Sahlberg addresses the pros and cons of PISA including increasing commercialisation in this area https://pasisahlberg.com/the-leaning-tower-of-pisa/ but also notes there have been austerity measures in Finland since 2008: Finally, what Finland should learn from these recent results is that reducing education spending always comes with consequences. It is very shortsighted to think that high educational performance ….. would be possible when resources are shrinking.

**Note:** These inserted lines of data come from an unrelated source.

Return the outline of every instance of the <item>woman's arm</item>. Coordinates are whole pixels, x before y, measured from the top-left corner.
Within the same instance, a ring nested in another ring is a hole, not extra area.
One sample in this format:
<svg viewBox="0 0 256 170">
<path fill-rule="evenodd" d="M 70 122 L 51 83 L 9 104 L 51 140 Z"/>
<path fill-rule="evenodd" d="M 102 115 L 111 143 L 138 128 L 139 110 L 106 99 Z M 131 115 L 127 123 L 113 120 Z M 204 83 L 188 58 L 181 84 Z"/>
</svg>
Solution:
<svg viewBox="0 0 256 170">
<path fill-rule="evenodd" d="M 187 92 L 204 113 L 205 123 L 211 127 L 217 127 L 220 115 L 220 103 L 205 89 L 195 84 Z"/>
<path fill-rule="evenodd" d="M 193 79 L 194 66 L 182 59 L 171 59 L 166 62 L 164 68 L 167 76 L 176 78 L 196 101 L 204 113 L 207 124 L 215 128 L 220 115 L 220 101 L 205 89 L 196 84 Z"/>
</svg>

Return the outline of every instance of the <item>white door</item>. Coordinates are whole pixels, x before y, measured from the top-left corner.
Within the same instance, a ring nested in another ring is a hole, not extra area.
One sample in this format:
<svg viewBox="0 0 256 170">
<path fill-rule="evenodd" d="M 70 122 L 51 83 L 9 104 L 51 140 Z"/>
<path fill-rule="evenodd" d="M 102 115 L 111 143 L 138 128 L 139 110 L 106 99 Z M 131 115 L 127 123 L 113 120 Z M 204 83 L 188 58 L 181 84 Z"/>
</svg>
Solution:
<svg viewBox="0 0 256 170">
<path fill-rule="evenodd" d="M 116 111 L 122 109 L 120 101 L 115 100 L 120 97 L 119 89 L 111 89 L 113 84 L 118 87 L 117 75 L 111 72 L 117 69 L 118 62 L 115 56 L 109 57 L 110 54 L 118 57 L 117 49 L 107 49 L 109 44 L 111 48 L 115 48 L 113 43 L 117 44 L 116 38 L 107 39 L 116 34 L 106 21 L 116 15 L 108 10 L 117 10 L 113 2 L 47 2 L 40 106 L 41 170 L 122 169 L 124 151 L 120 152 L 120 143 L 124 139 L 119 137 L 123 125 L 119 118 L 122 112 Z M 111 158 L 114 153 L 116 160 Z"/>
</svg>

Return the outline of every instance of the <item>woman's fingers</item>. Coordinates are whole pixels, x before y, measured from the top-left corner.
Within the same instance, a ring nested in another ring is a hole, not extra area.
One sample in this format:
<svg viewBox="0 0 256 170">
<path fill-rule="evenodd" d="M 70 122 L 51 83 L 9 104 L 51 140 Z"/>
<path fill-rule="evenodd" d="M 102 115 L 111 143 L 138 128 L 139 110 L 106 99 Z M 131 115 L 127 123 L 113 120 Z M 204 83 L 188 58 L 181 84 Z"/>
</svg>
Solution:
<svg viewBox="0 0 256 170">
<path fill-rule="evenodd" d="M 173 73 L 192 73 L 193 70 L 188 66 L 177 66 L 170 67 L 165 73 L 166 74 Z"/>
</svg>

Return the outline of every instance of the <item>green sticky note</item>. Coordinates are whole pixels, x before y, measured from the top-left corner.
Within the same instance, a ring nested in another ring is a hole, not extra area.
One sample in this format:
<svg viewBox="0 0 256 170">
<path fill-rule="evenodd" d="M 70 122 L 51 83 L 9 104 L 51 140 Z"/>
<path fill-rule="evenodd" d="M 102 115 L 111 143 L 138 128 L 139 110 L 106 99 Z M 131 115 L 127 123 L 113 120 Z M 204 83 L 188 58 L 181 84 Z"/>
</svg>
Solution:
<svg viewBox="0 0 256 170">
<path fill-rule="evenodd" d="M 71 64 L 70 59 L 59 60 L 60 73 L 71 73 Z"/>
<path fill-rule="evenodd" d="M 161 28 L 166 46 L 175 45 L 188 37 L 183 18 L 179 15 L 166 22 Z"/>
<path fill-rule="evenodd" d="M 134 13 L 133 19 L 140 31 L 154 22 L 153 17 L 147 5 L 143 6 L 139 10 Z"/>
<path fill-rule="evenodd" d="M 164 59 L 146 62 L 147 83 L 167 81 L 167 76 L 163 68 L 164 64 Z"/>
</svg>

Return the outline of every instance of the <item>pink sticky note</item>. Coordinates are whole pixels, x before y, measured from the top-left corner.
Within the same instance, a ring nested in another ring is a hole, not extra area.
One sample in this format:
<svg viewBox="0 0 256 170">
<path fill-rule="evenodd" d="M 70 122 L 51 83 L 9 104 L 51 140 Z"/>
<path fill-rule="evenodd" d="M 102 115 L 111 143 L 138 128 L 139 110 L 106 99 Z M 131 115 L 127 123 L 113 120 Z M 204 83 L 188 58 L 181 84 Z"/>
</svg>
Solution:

Relevance for medical education

Schools are a long way from the medical education environment (which can be quite privileged) but sometimes it’s good to stretch our minds and consider some broader concepts. Besides which, it is probably also of interest if you have children or grandchildren.  Like all education, the possible variables influencing outcomes are myriad and even the outcomes themselves are debated.  I won’t draw particular conclusions but suggest that it might be interesting to reflect on your own teaching/learning environment and the system in which you work.  Consider which concepts have relevance, the direction in which your education system is heading and the implications of this.

We often encourage post graduate trainees to reflect and there is some literature on whether one can teach “reflection” so perhaps we educators should also be trying to reflect on concepts such as: collaboration, competition, professionalism of and respect for educators, opportunities to use small data to improve, the reasons for reform, resources and funding priorities, the use of tests etc – and whether “slow learning” might be relevant for post graduate GP training?  Maybe an interesting workshop topic.